Abdorrahman Boroumand Center

for Human Rights in Iran

Omid, a memorial in defense of human rights in Iran
One Person’s Story



Age: 40
Nationality: Iran
Religion: Presumed Muslim
Civil Status: Married


Date of Killing: August 10, 2001
Location of Killing: Evin Prison, Tehran, Tehran Province, Iran
Mode of Killing: Unspecified execution method
Charges: Rape

About this Case

News of the execution of Mr. Mika’il was published on the website of Nimruz on August 10, 2001. This case was related to kidnapping, rape, and attempted murder of a young woman. According to the report, Mr. Mika’il was a fortune-teller who deceived women and young girls and took them to his house.

Arrest and detention

According to the report, Mr. Mika’il was identified and arrested by police in 1997. His arrest was related to the kidnapping of a girl college student for three months and the recovery of her half-dead body in a ditch around Eslamshahr on July 6, 1997. The circumstances of his arrest and detention are not known.


The Public Court of Tehran tried Mr. Mika’il out of order. No information is available on his trial.


The charges brought against Mr. Mika’il were announced as “deceiving, imprisoning, harassing, and torturing young women.”

The validity of the criminal charges brought against this defendant cannot be ascertained in the absence of the basic guarantees of a fair trial.  International human rights organizations have drawn attention to reports indicating that the Islamic Republic authorities have brought trumped-up charges, including drug trafficking, sexual, and other criminal offences, against their opponents (including political, civil society activists, as well as unionists and ethnic and religious minorities). Each year Iranian authorities sentence to death hundreds of alleged common criminals, following judicial processes that fail to meet international standards.
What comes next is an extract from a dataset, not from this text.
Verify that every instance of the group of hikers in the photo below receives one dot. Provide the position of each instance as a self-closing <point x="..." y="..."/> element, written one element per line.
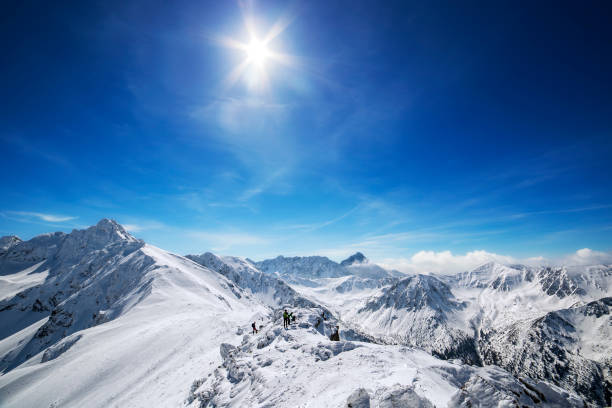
<point x="289" y="317"/>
The exact number of people convicted and executed based on trumped-up charges is unknown.

Evidence of guilt

The evidence presented against Mr. Mika’il was his “confession,” the confession of his wife, and the testimony of the victim. During his confession, he stated that he acted as a fortune-teller, befriended women who went to the shrine, and took them to his house.
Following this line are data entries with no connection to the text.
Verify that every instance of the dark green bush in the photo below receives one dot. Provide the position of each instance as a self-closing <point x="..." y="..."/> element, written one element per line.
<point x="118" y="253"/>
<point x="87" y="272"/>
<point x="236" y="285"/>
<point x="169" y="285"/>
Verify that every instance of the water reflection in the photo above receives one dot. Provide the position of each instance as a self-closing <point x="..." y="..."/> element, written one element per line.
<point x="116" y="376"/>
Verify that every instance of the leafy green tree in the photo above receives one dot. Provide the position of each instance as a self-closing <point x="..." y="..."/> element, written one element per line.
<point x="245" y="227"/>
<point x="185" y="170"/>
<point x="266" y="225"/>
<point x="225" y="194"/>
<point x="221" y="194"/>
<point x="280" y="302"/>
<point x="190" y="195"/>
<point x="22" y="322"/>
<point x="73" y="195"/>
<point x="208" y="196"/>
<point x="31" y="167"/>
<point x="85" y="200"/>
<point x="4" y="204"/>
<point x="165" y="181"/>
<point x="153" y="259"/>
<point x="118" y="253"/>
International human rights organizations have repeatedly condemned the government of the Islamic Republic of Iran for its systematic use of severe torture and solitary confinement to obtain confessions from detainees and have questioned the authenticity of confessions obtained under duress.


No information is available on Mr. Mika’il’s defense.


The court condemned Mr. Mika’il to death and the Supreme Court confirmed the ruling. He was executed at the Evin Prison yard in Tehran on August 1, 2001.